Charles Beckman (August 16, 1813 – January 9, 1892) was an American farmer and politician from Watertown, Wisconsin, who held a number of public offices, from mayor to member of the Wisconsin State Assembly.

== Background ==
Beckman was born in Goershagen, Pomerania, Brandenburg-Prussia on August 16, 1813. He received a common school education, and became a farmer. On October 31, 1839, he married Hannah Charlotte Knuth, like him a native of Prussia; they were to have seven children. They came to the U. S. in September 1843, settling first in Buffalo, New York. Beckman taught school in Western New York until they came to Wisconsin Territory in 1845, initially settling in Emmet, in Dodge County near Watertown.

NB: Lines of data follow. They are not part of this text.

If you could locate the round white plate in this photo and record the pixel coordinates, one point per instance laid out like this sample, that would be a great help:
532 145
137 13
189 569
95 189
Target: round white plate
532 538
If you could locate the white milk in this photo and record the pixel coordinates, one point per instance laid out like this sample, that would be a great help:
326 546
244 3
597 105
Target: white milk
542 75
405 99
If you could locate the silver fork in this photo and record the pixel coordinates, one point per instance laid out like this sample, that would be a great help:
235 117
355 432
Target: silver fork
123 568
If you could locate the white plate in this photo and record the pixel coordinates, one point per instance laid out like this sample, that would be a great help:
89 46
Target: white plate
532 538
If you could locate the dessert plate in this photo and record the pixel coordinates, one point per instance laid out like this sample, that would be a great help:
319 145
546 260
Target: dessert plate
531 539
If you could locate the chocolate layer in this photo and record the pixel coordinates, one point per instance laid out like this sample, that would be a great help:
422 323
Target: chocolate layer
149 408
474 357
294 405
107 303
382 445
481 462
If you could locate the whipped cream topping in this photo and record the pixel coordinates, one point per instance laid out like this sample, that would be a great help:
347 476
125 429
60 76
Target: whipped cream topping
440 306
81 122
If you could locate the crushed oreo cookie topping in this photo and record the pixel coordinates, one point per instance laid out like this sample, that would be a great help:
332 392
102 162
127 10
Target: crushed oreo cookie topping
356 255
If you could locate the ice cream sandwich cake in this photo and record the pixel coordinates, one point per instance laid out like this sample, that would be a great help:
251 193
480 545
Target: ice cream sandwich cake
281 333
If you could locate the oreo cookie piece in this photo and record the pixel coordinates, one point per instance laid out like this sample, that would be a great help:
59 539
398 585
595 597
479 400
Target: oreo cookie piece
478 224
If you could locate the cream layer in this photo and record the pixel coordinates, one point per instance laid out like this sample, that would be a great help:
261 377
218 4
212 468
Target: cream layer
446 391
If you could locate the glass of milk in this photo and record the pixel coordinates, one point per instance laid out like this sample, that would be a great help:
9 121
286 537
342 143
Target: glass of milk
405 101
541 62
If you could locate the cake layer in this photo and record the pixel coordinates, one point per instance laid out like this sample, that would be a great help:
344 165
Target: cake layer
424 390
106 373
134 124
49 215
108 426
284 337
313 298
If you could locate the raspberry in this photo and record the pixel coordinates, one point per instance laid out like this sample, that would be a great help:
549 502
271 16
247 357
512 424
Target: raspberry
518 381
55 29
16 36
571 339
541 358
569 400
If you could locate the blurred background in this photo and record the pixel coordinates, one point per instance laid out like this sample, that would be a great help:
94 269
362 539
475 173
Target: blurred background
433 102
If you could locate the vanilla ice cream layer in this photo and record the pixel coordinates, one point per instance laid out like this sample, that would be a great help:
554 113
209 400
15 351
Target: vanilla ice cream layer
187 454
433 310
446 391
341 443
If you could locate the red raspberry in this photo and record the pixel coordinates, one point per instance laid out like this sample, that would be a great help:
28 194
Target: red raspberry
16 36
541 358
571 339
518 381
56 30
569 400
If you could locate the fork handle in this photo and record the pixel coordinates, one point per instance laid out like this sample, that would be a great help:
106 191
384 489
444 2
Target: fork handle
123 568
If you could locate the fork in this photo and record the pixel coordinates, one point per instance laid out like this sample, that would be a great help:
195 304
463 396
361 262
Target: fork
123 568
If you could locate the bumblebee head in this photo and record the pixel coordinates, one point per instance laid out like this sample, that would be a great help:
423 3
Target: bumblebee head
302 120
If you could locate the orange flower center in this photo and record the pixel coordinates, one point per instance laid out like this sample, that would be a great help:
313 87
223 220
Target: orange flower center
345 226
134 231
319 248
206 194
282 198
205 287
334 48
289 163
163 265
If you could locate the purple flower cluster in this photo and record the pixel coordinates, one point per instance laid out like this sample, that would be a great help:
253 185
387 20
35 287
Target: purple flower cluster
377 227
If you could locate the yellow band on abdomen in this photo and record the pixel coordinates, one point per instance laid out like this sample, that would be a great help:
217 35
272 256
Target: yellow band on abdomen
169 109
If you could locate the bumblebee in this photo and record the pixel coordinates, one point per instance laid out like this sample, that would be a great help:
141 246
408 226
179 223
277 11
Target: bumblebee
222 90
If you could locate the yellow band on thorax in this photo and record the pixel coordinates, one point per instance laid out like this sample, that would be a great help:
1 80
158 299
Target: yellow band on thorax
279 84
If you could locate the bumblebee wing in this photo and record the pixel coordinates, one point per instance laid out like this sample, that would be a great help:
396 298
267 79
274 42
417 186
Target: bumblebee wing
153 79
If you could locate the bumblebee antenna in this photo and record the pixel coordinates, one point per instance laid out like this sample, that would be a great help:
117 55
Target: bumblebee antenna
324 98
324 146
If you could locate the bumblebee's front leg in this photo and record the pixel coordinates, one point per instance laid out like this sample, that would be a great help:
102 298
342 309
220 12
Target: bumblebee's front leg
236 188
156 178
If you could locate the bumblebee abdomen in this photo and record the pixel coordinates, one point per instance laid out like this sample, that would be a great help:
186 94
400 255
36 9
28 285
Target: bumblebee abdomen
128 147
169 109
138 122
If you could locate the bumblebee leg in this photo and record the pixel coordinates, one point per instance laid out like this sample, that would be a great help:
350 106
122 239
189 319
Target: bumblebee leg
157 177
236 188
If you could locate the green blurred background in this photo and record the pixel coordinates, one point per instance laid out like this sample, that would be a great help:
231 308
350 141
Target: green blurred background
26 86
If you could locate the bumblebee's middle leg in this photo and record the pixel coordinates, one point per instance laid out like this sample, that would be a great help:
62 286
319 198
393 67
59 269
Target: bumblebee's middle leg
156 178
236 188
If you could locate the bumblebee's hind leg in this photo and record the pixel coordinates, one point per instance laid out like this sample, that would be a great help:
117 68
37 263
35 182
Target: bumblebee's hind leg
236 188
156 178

== Politics and public offices ==
Beckman was a Democratic Party member, serving on the resolutions committee of the 1861 Dodge County Democratic convention which denounced secession and sectionalism, and denounced the Radical Republicans as sectionalists, calling instead for "a union of all conservative men" to fight alike the secessionists and the Republicans.

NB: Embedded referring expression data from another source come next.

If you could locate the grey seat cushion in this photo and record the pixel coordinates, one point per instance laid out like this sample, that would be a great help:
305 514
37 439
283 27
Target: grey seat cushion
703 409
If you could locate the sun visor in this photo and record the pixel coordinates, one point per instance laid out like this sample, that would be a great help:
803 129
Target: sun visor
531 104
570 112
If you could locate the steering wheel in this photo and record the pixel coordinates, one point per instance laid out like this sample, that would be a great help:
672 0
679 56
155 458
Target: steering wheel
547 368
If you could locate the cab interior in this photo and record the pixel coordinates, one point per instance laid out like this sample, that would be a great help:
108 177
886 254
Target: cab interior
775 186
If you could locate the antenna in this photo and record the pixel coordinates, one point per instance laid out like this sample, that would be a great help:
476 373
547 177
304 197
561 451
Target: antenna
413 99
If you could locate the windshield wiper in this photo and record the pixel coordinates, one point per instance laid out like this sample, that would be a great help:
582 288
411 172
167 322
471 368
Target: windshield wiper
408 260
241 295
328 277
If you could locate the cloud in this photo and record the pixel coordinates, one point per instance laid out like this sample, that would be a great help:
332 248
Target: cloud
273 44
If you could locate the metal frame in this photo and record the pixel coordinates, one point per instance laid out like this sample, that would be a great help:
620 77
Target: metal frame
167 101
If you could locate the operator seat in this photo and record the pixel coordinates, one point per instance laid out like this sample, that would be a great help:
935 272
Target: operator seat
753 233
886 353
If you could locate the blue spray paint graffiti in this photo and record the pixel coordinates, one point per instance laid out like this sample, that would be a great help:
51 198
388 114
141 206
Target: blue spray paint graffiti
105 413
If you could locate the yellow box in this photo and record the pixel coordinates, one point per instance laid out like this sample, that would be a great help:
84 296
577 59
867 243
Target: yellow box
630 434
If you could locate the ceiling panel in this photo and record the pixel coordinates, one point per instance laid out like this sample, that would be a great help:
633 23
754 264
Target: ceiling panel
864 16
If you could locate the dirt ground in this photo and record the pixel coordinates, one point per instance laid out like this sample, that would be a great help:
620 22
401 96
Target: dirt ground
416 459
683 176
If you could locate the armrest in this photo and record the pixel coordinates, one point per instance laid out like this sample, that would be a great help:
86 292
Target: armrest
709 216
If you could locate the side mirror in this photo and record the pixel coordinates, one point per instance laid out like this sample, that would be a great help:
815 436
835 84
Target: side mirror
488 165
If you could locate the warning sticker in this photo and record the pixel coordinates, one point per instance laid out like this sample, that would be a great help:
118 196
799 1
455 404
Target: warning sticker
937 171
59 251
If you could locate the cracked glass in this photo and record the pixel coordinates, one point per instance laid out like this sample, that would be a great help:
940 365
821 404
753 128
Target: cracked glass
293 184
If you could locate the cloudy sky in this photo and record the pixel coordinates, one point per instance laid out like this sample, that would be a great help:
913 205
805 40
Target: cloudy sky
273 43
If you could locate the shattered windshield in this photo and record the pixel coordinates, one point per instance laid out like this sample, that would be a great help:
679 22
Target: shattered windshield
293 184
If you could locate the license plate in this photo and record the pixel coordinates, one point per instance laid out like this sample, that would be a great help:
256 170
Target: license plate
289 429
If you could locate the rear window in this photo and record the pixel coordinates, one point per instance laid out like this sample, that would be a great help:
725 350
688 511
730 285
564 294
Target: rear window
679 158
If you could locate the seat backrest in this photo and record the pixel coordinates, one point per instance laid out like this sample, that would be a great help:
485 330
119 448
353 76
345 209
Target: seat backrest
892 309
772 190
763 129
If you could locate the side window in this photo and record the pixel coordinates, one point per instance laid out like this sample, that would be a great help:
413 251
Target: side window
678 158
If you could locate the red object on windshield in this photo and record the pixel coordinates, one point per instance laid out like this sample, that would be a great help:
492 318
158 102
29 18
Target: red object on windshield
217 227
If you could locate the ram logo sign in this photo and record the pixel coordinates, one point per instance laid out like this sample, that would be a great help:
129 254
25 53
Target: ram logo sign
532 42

When elected to the Assembly in 1873, Beckman had been Dodge County coroner for two terms; a county supervisor for three years; an alderman for eight years; a school commissioner for two years; city treasurer and city clerk; "Commissioner of the Public Debt"; assessor for six years; a justice of the peace for nineteen years; and had been mayor of the city of Watertown in 1868.

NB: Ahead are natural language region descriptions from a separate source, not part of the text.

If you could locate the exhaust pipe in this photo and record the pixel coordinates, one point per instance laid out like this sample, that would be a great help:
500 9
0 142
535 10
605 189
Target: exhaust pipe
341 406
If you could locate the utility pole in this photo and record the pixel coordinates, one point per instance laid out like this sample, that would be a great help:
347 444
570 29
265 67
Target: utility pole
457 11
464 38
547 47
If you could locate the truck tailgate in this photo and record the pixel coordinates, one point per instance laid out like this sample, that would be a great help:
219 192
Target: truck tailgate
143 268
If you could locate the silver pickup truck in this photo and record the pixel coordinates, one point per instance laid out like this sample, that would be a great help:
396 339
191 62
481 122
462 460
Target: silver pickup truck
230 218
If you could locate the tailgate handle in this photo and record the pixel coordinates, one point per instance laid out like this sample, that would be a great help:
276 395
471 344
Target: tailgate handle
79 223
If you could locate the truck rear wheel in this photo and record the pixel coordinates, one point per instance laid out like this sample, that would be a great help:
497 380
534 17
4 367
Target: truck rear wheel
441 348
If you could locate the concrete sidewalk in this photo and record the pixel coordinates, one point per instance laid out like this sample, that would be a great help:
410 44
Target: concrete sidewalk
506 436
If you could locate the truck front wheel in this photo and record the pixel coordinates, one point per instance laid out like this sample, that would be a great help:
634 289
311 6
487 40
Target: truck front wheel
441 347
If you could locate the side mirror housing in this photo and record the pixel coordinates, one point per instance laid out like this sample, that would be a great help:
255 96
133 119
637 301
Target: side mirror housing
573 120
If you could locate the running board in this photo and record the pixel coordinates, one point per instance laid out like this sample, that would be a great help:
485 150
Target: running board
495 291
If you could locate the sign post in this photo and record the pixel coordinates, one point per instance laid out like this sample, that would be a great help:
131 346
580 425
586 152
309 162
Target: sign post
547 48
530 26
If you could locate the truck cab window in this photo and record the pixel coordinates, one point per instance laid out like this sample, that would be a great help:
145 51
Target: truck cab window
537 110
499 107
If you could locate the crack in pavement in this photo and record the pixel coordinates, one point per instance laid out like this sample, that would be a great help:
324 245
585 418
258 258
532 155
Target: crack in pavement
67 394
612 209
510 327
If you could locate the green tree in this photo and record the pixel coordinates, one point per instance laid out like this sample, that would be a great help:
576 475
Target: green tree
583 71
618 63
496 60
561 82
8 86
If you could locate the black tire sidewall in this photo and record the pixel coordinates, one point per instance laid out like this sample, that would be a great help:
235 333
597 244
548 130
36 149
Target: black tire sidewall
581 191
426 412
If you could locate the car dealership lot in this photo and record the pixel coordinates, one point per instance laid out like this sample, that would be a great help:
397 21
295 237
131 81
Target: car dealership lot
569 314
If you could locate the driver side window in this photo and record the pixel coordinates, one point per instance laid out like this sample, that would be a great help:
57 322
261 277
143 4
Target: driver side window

He was elected to the assembly's 1st Jefferson County district (which included the Towns of Ixonia and Watertown as well as the entire City of Watertown, including those two wards which actually were in Dodge County) as an independent candidate, receiving 834 votes to 753 for Democratic incumbent Patrick Devy. When the legislature convened, he declared himself a "Reform Democrat" and appears to have joined with the Reform Party, a short-lived coalition of Democrats, reform and Liberal Republicans, and Grangers formed in 1873 which had secured the election of a Governor of Wisconsin and a number of state legislators. He declared his occupation to be "justice of the peace"; and was assigned to the standing committee on incorporations. He was not a candidate for re-election in 1874, and was succeeded by fellow Reformer Christian Mayer, also a former mayor of Watertown.

== After the Assembly ==
When in 1875 a Watertown Encampment of the Independent Order of Odd Fellows was organized, Beckman was elected to be its "High Priest", a position apparently second only to the "Grand Patriarch" of that body. He continued to be elected to various offices of the City of Watertown, such as Assessor and City Clerk.

He died January 9, 1892, in Watertown of "general debility", leaving a widow and three children. As of that date, he had been a justice of the peace for all but four of the years since 1853.